— Синьор, — обратился Луиджи, — правду говорят, что вы писали картину двадцать лет и никому ее не показывали?

— Правда, мой друг.

— Синьор, — продолжал Луиджи, — не согласитесь ли вы растолковать нам, что на вашей картине?

Иванову не раз приходилось объяснять сюжет картины. В последнее время он даже начал уставать от этого. Но мастеровым, пришедшим спозаранку посмотреть его творение вместо того, чтобы лишний час отдохнуть перед работой, он охотно стал рассказывать. Когда Иванов окончил свой рассказ, Энрико, удивляясь собственной смелости, заговорил:

— Синьор, я прихожу смотреть вашу картину второй раз. Перед глазами у меня все время лицо раба… Как он слушает пророка! У него душа горит — так он жаждет правды!.. Но по мне, синьор, такому человеку нужна не проповедь о Христе. В его крепкие жилистые руки вложить бы карабин, как в сорок восьмом году…

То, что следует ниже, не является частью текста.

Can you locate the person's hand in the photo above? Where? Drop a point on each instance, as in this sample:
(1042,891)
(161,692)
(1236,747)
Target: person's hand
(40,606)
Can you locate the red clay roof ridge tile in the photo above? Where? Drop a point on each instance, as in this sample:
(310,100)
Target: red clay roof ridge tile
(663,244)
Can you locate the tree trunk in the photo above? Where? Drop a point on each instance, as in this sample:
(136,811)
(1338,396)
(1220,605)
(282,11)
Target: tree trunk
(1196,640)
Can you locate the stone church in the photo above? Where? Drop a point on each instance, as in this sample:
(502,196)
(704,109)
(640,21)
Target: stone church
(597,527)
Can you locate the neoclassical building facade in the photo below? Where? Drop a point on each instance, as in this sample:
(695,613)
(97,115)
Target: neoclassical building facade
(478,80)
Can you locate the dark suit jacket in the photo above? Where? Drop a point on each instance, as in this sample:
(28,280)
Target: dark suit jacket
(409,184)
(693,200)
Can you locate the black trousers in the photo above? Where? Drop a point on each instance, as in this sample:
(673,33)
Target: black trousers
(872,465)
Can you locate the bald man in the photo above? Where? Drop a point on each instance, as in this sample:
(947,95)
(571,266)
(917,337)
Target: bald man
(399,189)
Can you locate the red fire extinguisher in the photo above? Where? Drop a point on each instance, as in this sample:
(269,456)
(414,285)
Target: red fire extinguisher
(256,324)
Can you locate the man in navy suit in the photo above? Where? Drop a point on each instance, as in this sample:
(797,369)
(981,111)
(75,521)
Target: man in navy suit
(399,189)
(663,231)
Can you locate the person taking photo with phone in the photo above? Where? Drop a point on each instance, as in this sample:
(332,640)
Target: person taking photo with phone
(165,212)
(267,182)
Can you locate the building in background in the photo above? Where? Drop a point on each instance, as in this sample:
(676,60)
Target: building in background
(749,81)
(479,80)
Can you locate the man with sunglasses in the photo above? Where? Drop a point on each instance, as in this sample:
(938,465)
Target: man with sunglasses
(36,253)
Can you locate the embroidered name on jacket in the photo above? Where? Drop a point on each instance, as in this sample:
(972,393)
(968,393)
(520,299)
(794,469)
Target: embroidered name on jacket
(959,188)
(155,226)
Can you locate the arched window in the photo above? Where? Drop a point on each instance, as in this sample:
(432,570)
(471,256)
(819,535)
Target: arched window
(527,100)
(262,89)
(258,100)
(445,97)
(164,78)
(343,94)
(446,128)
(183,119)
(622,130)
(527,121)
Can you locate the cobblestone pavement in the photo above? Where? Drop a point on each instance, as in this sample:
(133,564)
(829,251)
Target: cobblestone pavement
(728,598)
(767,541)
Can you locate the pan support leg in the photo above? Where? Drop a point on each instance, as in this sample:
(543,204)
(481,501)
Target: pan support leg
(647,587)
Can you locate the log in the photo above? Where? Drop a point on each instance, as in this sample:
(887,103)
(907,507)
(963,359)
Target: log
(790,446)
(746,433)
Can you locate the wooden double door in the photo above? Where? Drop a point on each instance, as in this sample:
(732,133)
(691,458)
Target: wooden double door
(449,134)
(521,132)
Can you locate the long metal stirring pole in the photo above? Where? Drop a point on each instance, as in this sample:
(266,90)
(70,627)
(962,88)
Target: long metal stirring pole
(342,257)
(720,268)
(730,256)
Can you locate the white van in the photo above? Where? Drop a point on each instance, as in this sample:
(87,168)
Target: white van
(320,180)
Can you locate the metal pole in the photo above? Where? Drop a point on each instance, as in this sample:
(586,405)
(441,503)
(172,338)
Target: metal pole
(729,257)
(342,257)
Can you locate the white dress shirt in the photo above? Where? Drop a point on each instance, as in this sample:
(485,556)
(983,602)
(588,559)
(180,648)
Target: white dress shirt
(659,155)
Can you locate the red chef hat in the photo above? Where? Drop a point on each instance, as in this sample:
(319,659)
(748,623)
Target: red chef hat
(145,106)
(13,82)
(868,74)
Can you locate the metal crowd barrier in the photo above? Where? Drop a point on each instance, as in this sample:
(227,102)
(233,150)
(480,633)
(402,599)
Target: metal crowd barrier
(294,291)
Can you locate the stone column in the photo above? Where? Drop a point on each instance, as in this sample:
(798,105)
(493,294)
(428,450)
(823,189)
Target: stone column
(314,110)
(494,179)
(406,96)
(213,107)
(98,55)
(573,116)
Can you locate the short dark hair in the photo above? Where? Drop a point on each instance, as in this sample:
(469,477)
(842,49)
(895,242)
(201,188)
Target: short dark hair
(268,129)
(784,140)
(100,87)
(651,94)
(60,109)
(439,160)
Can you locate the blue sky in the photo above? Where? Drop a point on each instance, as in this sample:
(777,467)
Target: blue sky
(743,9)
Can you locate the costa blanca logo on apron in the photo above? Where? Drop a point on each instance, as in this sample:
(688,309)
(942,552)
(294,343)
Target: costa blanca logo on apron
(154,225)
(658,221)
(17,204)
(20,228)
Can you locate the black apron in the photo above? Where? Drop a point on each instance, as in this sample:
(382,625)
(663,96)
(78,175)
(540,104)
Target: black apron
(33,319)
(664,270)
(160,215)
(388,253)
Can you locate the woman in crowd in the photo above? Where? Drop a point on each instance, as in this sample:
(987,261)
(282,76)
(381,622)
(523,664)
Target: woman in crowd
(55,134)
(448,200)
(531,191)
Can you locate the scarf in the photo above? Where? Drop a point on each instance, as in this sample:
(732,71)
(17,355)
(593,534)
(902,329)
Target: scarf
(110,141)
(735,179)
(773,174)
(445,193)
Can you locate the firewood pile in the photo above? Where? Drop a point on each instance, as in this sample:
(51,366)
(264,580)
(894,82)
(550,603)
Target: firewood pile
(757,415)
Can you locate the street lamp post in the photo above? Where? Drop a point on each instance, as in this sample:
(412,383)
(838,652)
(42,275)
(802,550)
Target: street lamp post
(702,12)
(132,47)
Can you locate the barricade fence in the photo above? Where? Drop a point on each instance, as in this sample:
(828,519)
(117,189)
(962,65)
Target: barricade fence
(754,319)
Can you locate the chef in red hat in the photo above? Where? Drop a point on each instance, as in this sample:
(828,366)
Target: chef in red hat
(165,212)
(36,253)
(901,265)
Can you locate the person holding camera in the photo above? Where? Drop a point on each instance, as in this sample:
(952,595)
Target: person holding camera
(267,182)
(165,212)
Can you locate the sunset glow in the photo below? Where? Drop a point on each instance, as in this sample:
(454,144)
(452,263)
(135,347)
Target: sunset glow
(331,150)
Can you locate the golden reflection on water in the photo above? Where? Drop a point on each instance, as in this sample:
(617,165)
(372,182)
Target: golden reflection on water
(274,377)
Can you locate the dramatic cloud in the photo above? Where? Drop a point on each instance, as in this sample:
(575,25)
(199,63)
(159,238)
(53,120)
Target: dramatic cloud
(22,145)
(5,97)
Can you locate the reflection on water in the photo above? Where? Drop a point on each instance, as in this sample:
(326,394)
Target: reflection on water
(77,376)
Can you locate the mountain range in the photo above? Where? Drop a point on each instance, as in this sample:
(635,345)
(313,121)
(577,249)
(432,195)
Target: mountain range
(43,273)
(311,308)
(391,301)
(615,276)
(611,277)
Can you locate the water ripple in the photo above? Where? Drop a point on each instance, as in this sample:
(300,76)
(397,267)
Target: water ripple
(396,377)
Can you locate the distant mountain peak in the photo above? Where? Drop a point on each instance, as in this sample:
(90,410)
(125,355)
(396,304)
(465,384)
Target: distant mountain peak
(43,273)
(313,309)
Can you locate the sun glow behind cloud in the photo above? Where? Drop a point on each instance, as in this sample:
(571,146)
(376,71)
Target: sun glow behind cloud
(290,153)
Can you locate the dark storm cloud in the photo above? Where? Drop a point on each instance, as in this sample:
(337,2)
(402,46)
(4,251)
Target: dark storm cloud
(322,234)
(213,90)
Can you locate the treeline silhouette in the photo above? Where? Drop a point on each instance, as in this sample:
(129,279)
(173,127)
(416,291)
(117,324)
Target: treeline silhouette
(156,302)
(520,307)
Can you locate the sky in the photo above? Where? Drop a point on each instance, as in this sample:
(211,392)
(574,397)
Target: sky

К удивлению Энрико, художник не рассердился, а, слушая его, довольно кивал головой.

— А теперь позвольте, синьор, и мне сказать, — заговорил Луиджи. — Я давно не был на исповеди и не очень тороплюсь это сделать. Может, именно поэтому мне нравится, что у вас тут не только Христос, апостолы, книжники и фарисеи, но, главное, простой народ. Я так понимаю, синьор, что на картине у вас страдающий народ и он ищет выхода — откуда, наконец, придет спасение… И богатых вы здорово показали, особенно этого хозяина раба. Так и хочется стукнуть его по жирной спине моим молотком. И священников еврейских, которые не лучше наших патеров, вы тоже здорово нарисовали… Так я понимаю вашу картину, синьор, что она про народ, а вовсе не про Христа… Папе она бы не пришлась по вкусу, если бы он увидел ее. Не наградил бы вас, как награждает других художников, умеющих ему угодить.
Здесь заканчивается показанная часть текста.